Colocaba en el pedestal de la referencia sublime al Dr. Johnson , porque entendía que la labor encomendada a la crítica era transformar la opinión en conocimiento. Si como señalara Borges , el misterio de la literatura de ficción es convertir lo que uno ha creado de la más absoluta imaginación en memoria de otro, la crítica convertiría la opinión en una fuente de conocimiento para quien la sigue y la respeta. No es de extrañar que sus afirmaciones fueran algo que muchos compartimos: «No creo que en la literatura actual haya nada radicalmente nuevo». Coincidía en esto con alguien muy lejano a sus intereses estéticos, Jean Baudrillard , quien en los ochenta llegó a afirmar que el arte, la literatura de esos tiempos, eran creaciones de epígonos. Todo lo relevante se había forjado en las primeras décadas del siglo XX. Y es cierto. Y coincidía con Borges en que la literatura siempre es literatura sobre literatura.

Superar retóricas

Así lo demostró en una de sus obras más fascinantes, académicas y minoritarias: La angustia de las influencias (1973), centrada en la poesía. Su ensayo, pormenorizado, minucioso, documentado y audaz, mostraba cómo la obra poética en ese caso se basaba en la superación de las retóricas anteriores.

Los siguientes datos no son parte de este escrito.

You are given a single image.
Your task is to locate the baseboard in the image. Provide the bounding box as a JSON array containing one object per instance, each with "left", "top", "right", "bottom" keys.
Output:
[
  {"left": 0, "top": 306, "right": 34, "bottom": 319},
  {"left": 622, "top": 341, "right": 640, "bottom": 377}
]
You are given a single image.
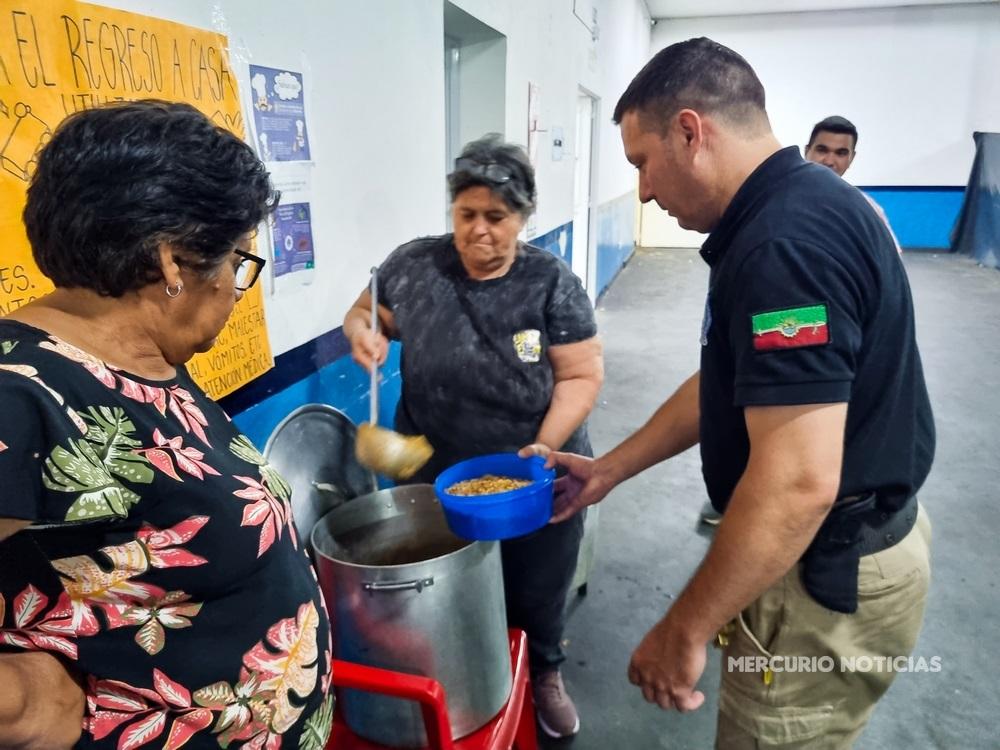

A Bloom le faltó subrayar cómo en esa angustia que siente el poeta a la hora de buscar las palabras adecuadas se establece una considerable distancia entre lo que declara, como los antecesores que le influyeron y los que de verdad ejercieron, a menudo inconscientemente, esa influencia. Su tesis versó sobre Shelley , y es muy probable que a la hora de enfrentarse a la ingente labor de la crítica académica o la reseña de un libro, recordara las palabras del genial poeta inglés: «No despiertes a la serpiente si no sabes el camino que va a tomar» .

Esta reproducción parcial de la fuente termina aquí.